Abstract Tissues of fasted animals treated with l -aminocarnitine ( l -3-amino-4-trimethylaminobutyrate) showed an accumulation of long-chain acylcarnitines and triacylglycerols. Blood levels of free fatty acids, long-chain acylcarnitines and triacylglycerol-rich lipoproteins were found to be increased, whereas glucose was reduced. The liver mitochondria isolated from rats treated with l -aminocarnitine utilized both pyruvate and succinate normally, but were not able to oxidize palmitoylcarnitine. In vitro oxidation of palmitoylcarnitine by liver mitochondria was inhibited by l -aminocarnitine in a concentration-dependent fashion in contrast to succinate and pyruvate oxidation which was not modified. l -aminocarnitine proved to be a potent and selective inhibitor (IC 50 = 805 nM) of the carnitine palmitoyltransferase isoenzyme, located on the inner side of the mitochondrial inner membrane (CPT 2 ).

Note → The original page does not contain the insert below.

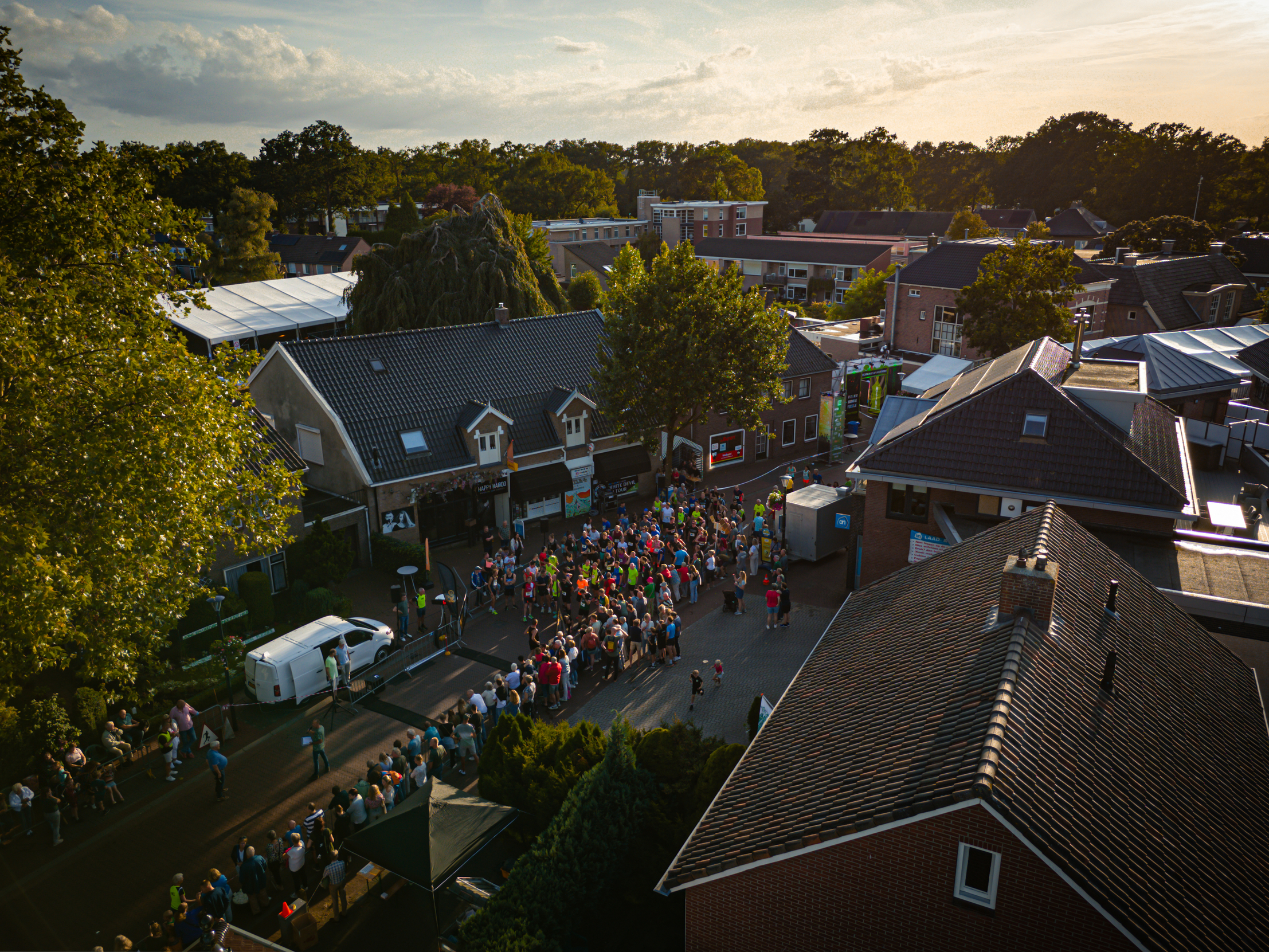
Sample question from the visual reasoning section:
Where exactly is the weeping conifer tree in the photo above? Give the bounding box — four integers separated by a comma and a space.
345, 194, 569, 334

The activity of the carnitine palmitoyltransferase isoenzyme located on the mitochondrial outer membrane inhibitable by malonyl-CoA (IC 50 = 19 μ M), was not inhibited by 0.8 μM l -aminocarnitine. Both in vitro and in vivo effects of l -aminocarnitine suggest that the substance has a specific and potent inhibitory action on CPT 2 . Its in vivo inhibition results in a dramatic increase of long-chain acylcarnitines in various organs, that it is why this increase can be considered a very good marker of CPT 2 inhibition. A markedly altered lipid metabolism was observed.